Enfin, il y a ses frères : Achille, un demi-frère dont elle ne parle que très peu, mort dix ans avant l’écriture de Sido, et Léo, avec lequel Colette forme un duo très complice qu’elle appelle “les sauvages”. Sauvages, parce qu’ils refusent de s’adapter au monde et préfèrent leur compagnie propre à celle des autres. Des BFF introverts, quoi. Si vous ne comprenez pas ça, vous sortez, en fait. C’est une extrovert-free zone, ici, merci.
Et puis il y a Juliette, sa demi-sœur, la plus grande de la fratrie : c’est un peu le double sombre de Colette, plus solitaire, plus triste. Dans Sido, elle se marie de justesse, mais sans conviction : un peu plus et elle aurait dû porter la coiffe des Catherinettes. Vous savez ce que c’est, la coiffe des Catherinettes ? À l’époque, si vous étiez une femme, que vous aviez plus de 25 ans et que vous n’étiez pas mariée, il y avait une fête où vous deviez porter un chapeau un peu ridicule et défiler devant tout le monde… Allez me dire après ça que vous avez toujours l’impression d’être née à la mauvaise époque.
Maintenant, passons aux Vrilles de la vigne. Contrairement à Sido, qui a la forme d’un roman, Les Vrilles de la vigne sont un recueil de textes divers, tous autobiographiques, tous traversés d’une puissante nostalgie, parfois douce, parfois plus âpre. Au fil des pages, on reconnaît toutes les petites obsessions, tous les traits de caractère, toutes les fantaisies de Colette.
Comme dans “Rêverie de nouvel an”, par exemple, où elle se rappelle ses fins d’années passées dans sa maison d’enfance, dans l’Yonne, avec toute sa famille, toutes les sensations liées à la neige, au froid du dehors et au chaud du dedans.

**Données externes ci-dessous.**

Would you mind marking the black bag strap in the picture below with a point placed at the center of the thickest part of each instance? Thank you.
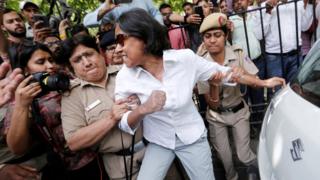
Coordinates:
(128, 177)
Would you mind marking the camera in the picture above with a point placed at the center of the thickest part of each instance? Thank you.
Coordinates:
(198, 10)
(58, 82)
(44, 20)
(116, 2)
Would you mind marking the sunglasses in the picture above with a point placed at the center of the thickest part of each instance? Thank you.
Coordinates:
(121, 38)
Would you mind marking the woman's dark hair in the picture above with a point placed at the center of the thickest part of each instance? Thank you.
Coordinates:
(138, 23)
(20, 55)
(70, 45)
(187, 4)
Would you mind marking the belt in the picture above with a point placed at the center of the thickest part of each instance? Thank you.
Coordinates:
(128, 151)
(232, 109)
(290, 53)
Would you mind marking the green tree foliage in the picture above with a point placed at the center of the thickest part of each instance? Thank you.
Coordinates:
(85, 6)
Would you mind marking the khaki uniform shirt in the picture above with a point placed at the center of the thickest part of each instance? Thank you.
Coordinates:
(88, 103)
(230, 96)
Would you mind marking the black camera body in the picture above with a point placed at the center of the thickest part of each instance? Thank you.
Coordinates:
(58, 82)
(44, 20)
(116, 2)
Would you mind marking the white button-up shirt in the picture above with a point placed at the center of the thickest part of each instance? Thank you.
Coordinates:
(182, 69)
(288, 26)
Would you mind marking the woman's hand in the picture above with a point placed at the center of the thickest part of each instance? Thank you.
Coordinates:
(133, 102)
(275, 81)
(26, 92)
(237, 73)
(63, 25)
(8, 84)
(155, 102)
(216, 79)
(118, 109)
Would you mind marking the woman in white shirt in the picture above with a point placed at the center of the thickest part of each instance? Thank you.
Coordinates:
(163, 79)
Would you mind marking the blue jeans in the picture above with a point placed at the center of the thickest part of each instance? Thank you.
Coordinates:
(195, 158)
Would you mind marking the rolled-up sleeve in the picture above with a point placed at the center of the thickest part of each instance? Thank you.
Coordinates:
(205, 69)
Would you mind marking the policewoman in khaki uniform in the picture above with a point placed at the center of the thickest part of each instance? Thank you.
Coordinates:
(226, 105)
(90, 116)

Pour les Parisiens qui lisent ça, la neige, c’est comme la pluie, mais en plus solide, plus froid et plus joli.
Elle se souvient aussi avec tendresse de ses animaux de compagnie, Nonoche, Toby-Chien, Kiki-La-Doucette, qu’elle personnifie et fait discuter. Ils deviennent les personnages de ses spectacles d’enfant, les plus fidèles amis de ses premières années.

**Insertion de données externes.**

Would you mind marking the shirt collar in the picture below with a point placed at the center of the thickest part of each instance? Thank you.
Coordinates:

Elle pense à l’amour, qu’il soit malheureux, comme dans “La Guérison”, ou heureux, comme dans “Nuit blanche”. Dans “La Guérison”, une amie de Colette vient d’être larguée comme une malpropre et passe par toutes les étapes de la rupture : la chouinerie, l’impression d’être la seule à souffrir, la souffrance totale, le reniflage salutaire, et enfin, la lumière au bout du tunnel, Britney Spears toute la nuit en buvant des mojitos.
Dans “Nuit blanche”, elle raconte une nuit passée avec Mathilde de Morny, son amante. Parce que oui, Colette est à voile et à vapeur : elle revendique haut et fort sa bisexualité. Et au fond, cette affirmation de soi va de pair avec sa sensualité, sa confiance en la nature : si elle le ressent, ce ne peut pas être mauvais, comme le soleil sur sa peau dans “Bain de soleil” ou la paix profonde qu’elle ressent dans “Forêt de Crécy”.

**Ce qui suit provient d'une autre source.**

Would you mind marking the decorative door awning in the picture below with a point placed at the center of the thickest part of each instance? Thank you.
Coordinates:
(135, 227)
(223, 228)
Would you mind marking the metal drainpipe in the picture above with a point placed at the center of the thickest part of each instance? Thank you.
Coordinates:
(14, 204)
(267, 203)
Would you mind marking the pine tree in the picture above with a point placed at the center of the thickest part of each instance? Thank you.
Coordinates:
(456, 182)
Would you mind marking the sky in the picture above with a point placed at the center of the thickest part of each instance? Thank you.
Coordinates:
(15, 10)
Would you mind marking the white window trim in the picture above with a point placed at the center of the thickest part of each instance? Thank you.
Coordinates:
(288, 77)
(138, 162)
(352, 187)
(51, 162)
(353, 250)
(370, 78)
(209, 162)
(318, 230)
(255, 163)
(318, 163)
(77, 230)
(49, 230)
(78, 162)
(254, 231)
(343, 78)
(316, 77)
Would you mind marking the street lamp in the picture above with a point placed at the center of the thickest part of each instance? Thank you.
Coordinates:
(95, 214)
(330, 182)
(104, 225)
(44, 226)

Et c’est intéressant parce que…
Claudine célèbre la nature.
Pap Ndiaye ne nous a pas menti : c’est, comme convenu, une véritable célébration du monde. La nature de Colette, telle qu’elle s’en souvient du moins, est si vivante qu’elle en deviendrait presque magique : les sens sont en constant éveil dans ce monde merveilleux où les animaux, les astres, les plantes, les mers, les cieux ont une âme heureuse.
Claudine célèbre la langue.
Cette vie, Colette nous la rend présente par une sensualité poétique ténue : la recherche du mot juste, les tendres descriptions, les personnifications participent à la recréation d’une nature abondante et joyeuse. L’amour de la nature va de pair avec l’amour de la langue, comme il va de pair avec l’amour des siens.
Claudine célèbre la littérature.
Depuis Paris, par le souvenir et les mots, Colette retourne dans son village de Bourgogne. Elle joue dans le jardin de son enfance, embrasse la mélancolie, ressuscite ses parents, sa sœur, ses frères, ses animaux dans un éden perdu. Et cet éden que Colette célèbre, c’est certes le jardin où sourit sa mère, mais c’est au fond, surtout, la littérature même.